Open GoogleCodeExporter opened 9 years ago

GoogleCodeExporter commented 9 years ago
What steps will reproduce the problem?
1. install shellinabox on Debian 7.2 from repository (apt-get install 
shellinabox) - works fine
2. after the server reboot, shellinabox was not present - not started 
automaticaly
3. when tried to run it via "service shellinabox start" the message said:
Cannot look up group "shellinabox".

What is the expected output? What do you see instead?
correct start of application

What version of the product are you using? On what operating system?
ShellInABox version 2.10 (revision 239)
Debian 7.2 - Linux XXX 3.2.0-4-686-pae #1 SMP Debian 3.2.51-1 i686 GNU/Linux

Please provide any additional information below.
how to start shellinabox automaticly with system startup?
The source privileges.c has function about it.

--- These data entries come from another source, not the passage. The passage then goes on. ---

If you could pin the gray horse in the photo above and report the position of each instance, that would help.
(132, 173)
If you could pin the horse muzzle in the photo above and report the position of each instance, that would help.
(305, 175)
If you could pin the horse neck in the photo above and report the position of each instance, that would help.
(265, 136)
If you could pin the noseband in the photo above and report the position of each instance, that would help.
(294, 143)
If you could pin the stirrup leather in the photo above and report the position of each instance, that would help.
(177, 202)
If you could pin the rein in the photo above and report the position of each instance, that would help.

Original issue reported on code.google.com by hipi...@gmail.com on 26 Oct 2013 at 10:04

GoogleCodeExporter commented 9 years ago
I got this same error right after installing shellinabox rather than on system 
reboot.  I'm not a programmer, so I don't know why this matters (maybe 
something to do with gr_len in privileges.c), but when I moved the shellinabox 
group entry to an earlier point in /etc/group (near the top with other system 
groups), shellinabox starts fine from the command-line or /etc/init.d files.

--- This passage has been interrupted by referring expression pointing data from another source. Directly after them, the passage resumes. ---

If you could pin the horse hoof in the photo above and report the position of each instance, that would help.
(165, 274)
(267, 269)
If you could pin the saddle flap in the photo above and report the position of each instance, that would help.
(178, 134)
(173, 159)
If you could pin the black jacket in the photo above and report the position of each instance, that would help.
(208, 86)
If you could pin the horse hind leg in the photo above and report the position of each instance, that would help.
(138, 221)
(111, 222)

That said, I haven't tested that it comes up again at reboot (I'm not on a 
system I can reboot easily).  Perhaps someone could try this on a system where 
they can test rebooting?

Original comment by enkidush...@gmail.com on 28 Feb 2014 at 9:44

GoogleCodeExporter commented 9 years ago
I found the reason of the error. In my case it was the OS fault (I think), as 
the group, which SHINBOX belongs to, was after another group, which contains 80 
users. So, the problem was, that OS was not able to "access" entry of any 
group, which followed the "big" users group.
I just moved the "big" entry group at the end of /etc/groups, and everything 
started correctly.

Original comment by hipi...@gmail.com on 1 Mar 2014 at 7:24

GoogleCodeExporter commented 9 years ago
That fits my situation as well, but I wouldn't really say this is an OS issue, 
since groups with > 80 members shouldn't be a problem.  I think this points 
again to how gr_len gets set (mabye it needs a larger default?).